Nanny, Janie's grandmother, was a slave who became pregnant by her owner and gave birth to a daughter, Leafy. Though Nanny tries to create a good life for her daughter, Leafy is raped by her school teacher and she becomes pregnant with Janie. Shortly after Janie's birth, Leafy begins to drink and stay out at night. Eventually, she runs away leaving Janie with Nanny. Nanny transfers all the hopes she had for Leafy to Janie. When Janie is sixteen, Nanny sees her kissing a neighborhood boy, Johnny Taylor, and fears that Janie will become a "mule" to some man. Nanny arranges for Janie to marry Logan Killicks, an older man and farmer who is looking for a wife to keep his home and help on the farm. Although Janie was not interested in marriage at that time, her grandmother wanted her to have the kinds of things she never had the chance to have, and by marrying Logan Killicks Janie's grandmother thought it gave her the opportunity to make this possible.<15> Janie has the idea that marriage must involve love, forged in a pivotal early scene where she sees bees pollinating a pear tree, and believes that marriage is the human equivalent to this natural process. Logan Killicks, however, wants a domestic helper rather than a lover or partner, and after he tries to force her to help him with the hard labor of the farm, Janie runs off with the glib Jody (Joe) Starks, who takes her to Eatonville.
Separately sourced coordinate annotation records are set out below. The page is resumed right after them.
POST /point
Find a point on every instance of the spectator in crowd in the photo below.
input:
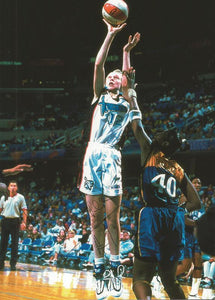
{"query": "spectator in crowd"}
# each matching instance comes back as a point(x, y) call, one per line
point(57, 227)
point(160, 233)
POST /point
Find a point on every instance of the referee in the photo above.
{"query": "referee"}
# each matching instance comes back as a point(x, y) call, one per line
point(11, 208)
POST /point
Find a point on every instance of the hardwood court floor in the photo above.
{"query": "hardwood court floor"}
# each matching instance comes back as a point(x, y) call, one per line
point(51, 283)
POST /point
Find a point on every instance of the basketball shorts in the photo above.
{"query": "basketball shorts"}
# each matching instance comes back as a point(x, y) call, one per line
point(101, 171)
point(191, 245)
point(161, 233)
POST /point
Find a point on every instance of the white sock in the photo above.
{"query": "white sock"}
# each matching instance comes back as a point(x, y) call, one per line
point(195, 286)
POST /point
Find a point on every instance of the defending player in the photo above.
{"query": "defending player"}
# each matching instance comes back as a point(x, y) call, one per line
point(160, 233)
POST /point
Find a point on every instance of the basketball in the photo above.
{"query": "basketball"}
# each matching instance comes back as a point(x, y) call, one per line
point(115, 12)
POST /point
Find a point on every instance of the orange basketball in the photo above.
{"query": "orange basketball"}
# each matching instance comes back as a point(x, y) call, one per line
point(115, 12)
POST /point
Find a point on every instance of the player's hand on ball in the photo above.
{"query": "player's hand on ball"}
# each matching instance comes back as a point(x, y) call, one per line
point(114, 29)
point(132, 42)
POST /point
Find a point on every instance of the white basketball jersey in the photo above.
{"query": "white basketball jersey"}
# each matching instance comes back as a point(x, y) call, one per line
point(110, 117)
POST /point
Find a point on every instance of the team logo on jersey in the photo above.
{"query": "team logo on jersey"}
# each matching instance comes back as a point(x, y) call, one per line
point(88, 184)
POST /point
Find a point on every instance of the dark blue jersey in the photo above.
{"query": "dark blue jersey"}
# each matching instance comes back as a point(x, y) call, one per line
point(160, 181)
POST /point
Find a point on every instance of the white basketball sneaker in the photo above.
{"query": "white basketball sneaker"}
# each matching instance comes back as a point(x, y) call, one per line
point(103, 282)
point(116, 281)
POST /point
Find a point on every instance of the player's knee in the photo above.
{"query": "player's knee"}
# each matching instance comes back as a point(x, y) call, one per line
point(142, 284)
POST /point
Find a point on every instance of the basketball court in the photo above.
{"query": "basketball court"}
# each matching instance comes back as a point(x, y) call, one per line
point(34, 282)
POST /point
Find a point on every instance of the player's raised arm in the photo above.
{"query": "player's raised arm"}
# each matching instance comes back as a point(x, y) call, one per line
point(132, 42)
point(128, 83)
point(193, 200)
point(99, 70)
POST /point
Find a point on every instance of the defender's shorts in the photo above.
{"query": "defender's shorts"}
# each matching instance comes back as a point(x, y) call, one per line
point(191, 245)
point(160, 233)
point(101, 171)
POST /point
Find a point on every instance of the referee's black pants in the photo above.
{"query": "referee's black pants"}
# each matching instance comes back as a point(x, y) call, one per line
point(9, 226)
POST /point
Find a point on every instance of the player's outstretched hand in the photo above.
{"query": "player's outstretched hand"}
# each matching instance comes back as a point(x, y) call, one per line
point(132, 42)
point(114, 29)
point(128, 83)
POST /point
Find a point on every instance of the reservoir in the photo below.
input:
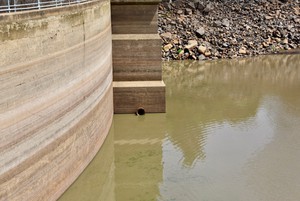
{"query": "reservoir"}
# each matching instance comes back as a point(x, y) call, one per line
point(231, 132)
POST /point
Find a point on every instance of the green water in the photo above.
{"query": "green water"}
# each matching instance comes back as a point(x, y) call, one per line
point(231, 133)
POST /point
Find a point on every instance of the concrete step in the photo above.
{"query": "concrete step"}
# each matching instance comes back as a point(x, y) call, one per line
point(134, 16)
point(136, 57)
point(129, 96)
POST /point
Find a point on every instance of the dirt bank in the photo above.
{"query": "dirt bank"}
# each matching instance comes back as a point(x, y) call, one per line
point(212, 29)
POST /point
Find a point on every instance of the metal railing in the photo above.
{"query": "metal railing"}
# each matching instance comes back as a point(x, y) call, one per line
point(15, 6)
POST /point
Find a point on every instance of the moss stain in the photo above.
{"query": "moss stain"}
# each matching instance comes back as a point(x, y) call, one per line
point(18, 30)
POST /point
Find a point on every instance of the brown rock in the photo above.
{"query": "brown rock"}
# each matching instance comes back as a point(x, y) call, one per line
point(168, 47)
point(166, 35)
point(207, 53)
point(201, 49)
point(243, 50)
point(191, 44)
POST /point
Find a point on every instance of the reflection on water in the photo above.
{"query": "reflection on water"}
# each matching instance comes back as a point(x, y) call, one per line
point(231, 132)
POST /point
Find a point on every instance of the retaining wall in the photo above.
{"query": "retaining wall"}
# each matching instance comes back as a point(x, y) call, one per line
point(56, 101)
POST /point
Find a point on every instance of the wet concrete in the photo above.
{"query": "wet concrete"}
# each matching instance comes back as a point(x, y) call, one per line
point(231, 132)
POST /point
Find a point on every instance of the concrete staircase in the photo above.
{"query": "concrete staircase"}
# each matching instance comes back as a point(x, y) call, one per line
point(136, 53)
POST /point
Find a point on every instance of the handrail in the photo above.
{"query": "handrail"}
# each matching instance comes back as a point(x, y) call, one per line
point(39, 4)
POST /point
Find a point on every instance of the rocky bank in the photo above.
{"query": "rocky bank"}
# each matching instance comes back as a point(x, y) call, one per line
point(212, 29)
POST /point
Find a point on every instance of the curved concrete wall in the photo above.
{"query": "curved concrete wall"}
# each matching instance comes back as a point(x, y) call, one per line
point(56, 102)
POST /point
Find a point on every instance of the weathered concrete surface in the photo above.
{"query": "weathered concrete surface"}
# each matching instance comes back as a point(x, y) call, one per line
point(136, 57)
point(129, 96)
point(56, 102)
point(137, 17)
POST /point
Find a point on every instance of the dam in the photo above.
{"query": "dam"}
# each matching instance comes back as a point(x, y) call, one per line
point(65, 69)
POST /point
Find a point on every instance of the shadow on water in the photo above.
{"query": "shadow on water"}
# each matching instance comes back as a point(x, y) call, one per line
point(230, 133)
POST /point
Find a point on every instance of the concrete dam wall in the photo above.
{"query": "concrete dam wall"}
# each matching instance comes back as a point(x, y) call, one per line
point(56, 97)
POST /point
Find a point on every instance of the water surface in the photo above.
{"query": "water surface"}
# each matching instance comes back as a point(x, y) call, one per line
point(231, 133)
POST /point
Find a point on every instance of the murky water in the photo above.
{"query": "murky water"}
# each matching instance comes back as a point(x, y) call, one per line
point(231, 133)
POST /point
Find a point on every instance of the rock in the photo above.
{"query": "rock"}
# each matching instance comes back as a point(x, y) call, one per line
point(208, 8)
point(243, 50)
point(228, 29)
point(191, 44)
point(202, 49)
point(201, 57)
point(168, 47)
point(267, 17)
point(179, 12)
point(188, 11)
point(200, 32)
point(265, 44)
point(217, 23)
point(207, 53)
point(225, 22)
point(191, 5)
point(166, 35)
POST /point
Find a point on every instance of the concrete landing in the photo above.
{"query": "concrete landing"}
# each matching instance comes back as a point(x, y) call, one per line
point(130, 96)
point(136, 53)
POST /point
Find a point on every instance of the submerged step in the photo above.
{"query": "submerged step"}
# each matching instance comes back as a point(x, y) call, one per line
point(134, 16)
point(129, 96)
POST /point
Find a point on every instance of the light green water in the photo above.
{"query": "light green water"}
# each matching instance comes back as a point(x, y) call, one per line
point(231, 133)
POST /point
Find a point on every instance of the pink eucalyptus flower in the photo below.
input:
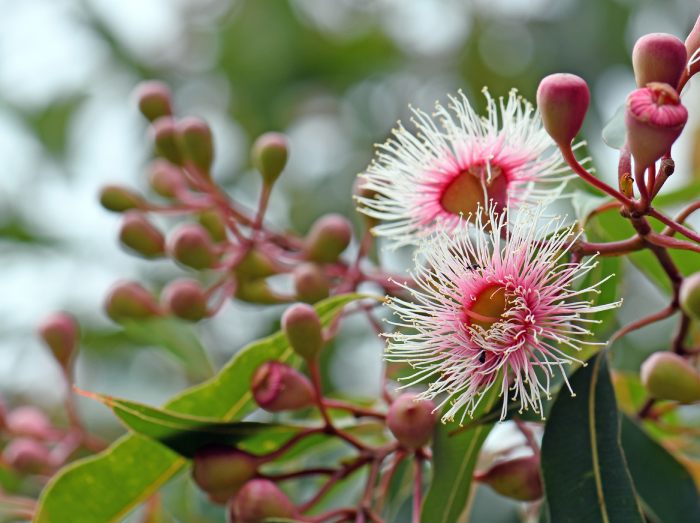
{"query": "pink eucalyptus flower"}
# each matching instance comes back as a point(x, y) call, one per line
point(492, 308)
point(446, 170)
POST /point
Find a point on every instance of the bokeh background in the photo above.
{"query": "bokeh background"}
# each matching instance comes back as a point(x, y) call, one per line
point(335, 75)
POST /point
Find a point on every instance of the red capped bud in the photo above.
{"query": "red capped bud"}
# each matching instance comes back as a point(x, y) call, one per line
point(197, 143)
point(517, 478)
point(166, 139)
point(186, 299)
point(269, 155)
point(310, 283)
point(668, 376)
point(259, 500)
point(130, 301)
point(141, 236)
point(562, 100)
point(154, 99)
point(60, 333)
point(278, 387)
point(119, 199)
point(658, 57)
point(301, 324)
point(26, 455)
point(690, 296)
point(328, 238)
point(411, 420)
point(191, 245)
point(654, 120)
point(222, 471)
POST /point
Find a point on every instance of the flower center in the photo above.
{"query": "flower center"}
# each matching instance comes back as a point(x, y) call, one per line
point(470, 189)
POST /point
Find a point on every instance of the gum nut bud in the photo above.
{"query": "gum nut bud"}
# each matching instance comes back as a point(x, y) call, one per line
point(221, 471)
point(165, 137)
point(186, 299)
point(302, 326)
point(517, 478)
point(119, 199)
point(141, 236)
point(191, 245)
point(690, 296)
point(668, 376)
point(154, 99)
point(165, 178)
point(310, 283)
point(411, 420)
point(26, 455)
point(28, 422)
point(328, 238)
point(562, 100)
point(278, 387)
point(658, 57)
point(130, 301)
point(60, 333)
point(654, 120)
point(259, 500)
point(269, 155)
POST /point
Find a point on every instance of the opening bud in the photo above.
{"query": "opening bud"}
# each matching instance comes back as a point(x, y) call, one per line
point(654, 120)
point(140, 236)
point(222, 471)
point(130, 301)
point(60, 333)
point(517, 478)
point(186, 299)
point(329, 236)
point(562, 100)
point(310, 283)
point(278, 387)
point(191, 245)
point(269, 155)
point(668, 376)
point(411, 420)
point(301, 324)
point(154, 99)
point(658, 57)
point(259, 500)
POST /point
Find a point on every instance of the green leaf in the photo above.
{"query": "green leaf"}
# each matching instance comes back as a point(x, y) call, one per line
point(135, 467)
point(666, 488)
point(585, 476)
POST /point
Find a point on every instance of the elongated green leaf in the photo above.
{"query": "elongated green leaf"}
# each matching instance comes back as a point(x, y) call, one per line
point(585, 475)
point(135, 467)
point(666, 488)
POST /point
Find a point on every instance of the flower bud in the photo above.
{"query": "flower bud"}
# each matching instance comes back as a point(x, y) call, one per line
point(658, 57)
point(259, 500)
point(141, 236)
point(668, 376)
point(154, 99)
point(60, 333)
point(191, 245)
point(278, 387)
point(328, 238)
point(562, 100)
point(186, 299)
point(302, 326)
point(269, 156)
point(654, 120)
point(119, 199)
point(221, 471)
point(517, 478)
point(310, 283)
point(197, 143)
point(130, 301)
point(411, 420)
point(689, 296)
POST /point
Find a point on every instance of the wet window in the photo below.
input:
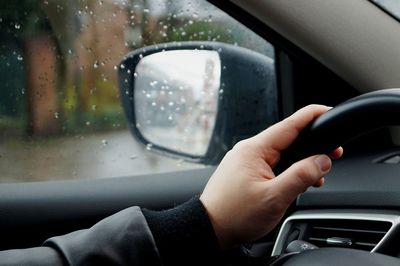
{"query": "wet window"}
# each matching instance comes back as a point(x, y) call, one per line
point(60, 110)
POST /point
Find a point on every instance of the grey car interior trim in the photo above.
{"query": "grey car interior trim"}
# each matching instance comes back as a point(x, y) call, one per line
point(362, 54)
point(368, 215)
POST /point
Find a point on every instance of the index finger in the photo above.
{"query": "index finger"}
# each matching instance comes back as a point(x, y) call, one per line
point(280, 136)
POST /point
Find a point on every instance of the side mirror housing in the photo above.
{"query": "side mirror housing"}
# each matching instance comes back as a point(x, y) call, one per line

Starks arrives in Eatonville to find the residents devoid of ambition, so he arranges to buy more land from the neighboring landowner, hires some local residents to build a general store for him to own and run, and the people of the town appoint him mayor. Janie soon realizes that Joe wants her as a trophy wife. He wants the image of his perfect wife to reinforce his powerful position in town, as he asks her to run the store but forbids her from participating in the substantial social life that occurs on the store's front porch.
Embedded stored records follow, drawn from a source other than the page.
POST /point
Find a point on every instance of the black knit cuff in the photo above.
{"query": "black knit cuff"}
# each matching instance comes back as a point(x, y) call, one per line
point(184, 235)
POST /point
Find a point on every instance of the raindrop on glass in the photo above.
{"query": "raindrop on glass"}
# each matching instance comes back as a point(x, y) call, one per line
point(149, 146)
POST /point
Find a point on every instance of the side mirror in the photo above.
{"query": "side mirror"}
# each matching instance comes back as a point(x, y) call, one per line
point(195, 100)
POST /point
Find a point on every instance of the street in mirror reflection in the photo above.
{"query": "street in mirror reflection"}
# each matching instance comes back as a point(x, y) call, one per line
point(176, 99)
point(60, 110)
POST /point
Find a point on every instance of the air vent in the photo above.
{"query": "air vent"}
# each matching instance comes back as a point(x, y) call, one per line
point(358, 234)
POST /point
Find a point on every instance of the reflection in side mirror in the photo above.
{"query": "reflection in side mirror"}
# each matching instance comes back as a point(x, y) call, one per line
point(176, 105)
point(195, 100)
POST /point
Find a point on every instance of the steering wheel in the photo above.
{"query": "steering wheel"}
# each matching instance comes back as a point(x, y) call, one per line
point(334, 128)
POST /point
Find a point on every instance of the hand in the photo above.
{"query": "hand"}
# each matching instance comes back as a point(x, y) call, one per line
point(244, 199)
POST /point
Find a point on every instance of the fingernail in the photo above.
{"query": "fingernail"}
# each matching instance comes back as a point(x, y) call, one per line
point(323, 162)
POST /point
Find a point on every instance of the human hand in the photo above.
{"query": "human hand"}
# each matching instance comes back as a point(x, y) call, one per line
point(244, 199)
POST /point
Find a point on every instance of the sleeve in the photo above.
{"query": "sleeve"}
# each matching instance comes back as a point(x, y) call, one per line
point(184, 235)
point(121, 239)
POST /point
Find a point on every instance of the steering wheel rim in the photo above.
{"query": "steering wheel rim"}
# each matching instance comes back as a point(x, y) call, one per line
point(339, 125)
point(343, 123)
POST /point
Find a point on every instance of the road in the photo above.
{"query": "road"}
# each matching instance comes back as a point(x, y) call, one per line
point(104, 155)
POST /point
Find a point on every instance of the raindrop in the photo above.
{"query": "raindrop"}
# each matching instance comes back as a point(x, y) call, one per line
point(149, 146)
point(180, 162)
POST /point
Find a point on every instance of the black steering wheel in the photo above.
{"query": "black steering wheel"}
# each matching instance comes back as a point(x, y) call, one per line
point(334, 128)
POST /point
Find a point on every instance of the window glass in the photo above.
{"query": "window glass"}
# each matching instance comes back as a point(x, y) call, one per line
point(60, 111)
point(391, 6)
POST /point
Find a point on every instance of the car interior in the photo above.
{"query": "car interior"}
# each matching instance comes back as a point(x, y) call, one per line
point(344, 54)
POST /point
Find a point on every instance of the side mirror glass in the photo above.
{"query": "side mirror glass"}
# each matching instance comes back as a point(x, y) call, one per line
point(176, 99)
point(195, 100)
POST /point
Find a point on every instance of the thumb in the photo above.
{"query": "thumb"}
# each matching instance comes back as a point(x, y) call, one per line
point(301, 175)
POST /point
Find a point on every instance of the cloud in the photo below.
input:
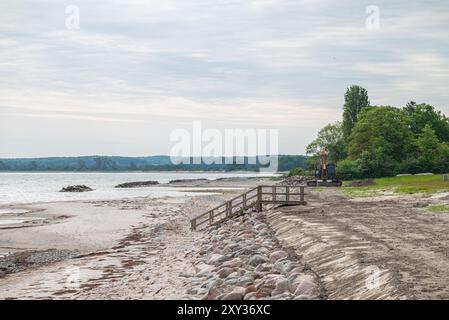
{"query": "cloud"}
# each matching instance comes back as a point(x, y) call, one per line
point(236, 63)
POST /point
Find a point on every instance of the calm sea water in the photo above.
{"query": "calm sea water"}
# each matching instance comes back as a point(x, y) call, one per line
point(44, 187)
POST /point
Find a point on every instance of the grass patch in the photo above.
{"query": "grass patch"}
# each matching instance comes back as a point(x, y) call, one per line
point(403, 185)
point(441, 207)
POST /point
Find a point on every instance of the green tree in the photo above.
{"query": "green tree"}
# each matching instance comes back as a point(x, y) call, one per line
point(380, 140)
point(331, 138)
point(423, 114)
point(433, 155)
point(356, 99)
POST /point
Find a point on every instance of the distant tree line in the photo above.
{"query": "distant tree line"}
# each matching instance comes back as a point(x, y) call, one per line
point(378, 141)
point(152, 163)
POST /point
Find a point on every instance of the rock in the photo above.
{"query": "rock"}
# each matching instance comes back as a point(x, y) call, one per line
point(214, 258)
point(236, 294)
point(203, 269)
point(264, 292)
point(250, 288)
point(186, 180)
point(250, 296)
point(304, 287)
point(281, 287)
point(244, 281)
point(192, 291)
point(257, 260)
point(212, 294)
point(264, 267)
point(76, 188)
point(225, 272)
point(233, 263)
point(277, 255)
point(282, 296)
point(136, 184)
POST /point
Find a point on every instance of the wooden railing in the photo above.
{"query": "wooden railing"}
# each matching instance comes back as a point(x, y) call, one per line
point(250, 200)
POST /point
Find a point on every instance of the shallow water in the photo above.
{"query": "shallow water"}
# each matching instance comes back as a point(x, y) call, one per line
point(29, 187)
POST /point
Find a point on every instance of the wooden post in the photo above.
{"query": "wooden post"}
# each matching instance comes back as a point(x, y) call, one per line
point(244, 201)
point(259, 199)
point(301, 194)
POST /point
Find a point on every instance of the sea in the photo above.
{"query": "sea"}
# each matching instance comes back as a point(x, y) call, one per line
point(32, 187)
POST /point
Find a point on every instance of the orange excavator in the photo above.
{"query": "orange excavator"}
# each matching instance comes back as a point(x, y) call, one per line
point(325, 174)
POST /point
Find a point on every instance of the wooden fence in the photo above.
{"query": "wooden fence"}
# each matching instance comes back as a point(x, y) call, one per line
point(250, 200)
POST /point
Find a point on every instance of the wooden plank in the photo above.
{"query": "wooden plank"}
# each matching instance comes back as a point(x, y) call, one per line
point(237, 206)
After Starks passes away, Janie finds herself financially independent and beset with suitors, some of whom are men of some means or have prestigious occupations, but she falls in love with a drifter and gambler named Vergible Woods who goes by the name of Tea Cake throughout the story. She falls in love with Tea Cake after he plays the guitar for her. She sells the store and the two head to Jacksonville and get married, only to move to the Everglades region ("the muck") soon after for Tea Cake to find work planting and harvesting beans. While their relationship has its ups and downs, including mutual bouts of jealousy, Janie now has the marriage with love that she had wanted.
The area is hit by the great Okeechobee hurricane, and while Tea Cake and Janie survive it, Tea Cake is bitten by a rabid dog while saving Janie from drowning. He contracts the disease himself. He ultimately tries to shoot Janie with his pistol, but she shoots him with a rifle in self-defense. She is charged with murder. At the trial, Tea Cake's black, male friends show up to oppose her, while a group of local white women arrive to support her. The all-white jury acquits Janie, and she gives Tea Cake a lavish funeral. Tea Cake's friends forgive her, and they want her to remain in the Everglades. However, she decides to return to Eatonville, only to find the residents gossiping about her.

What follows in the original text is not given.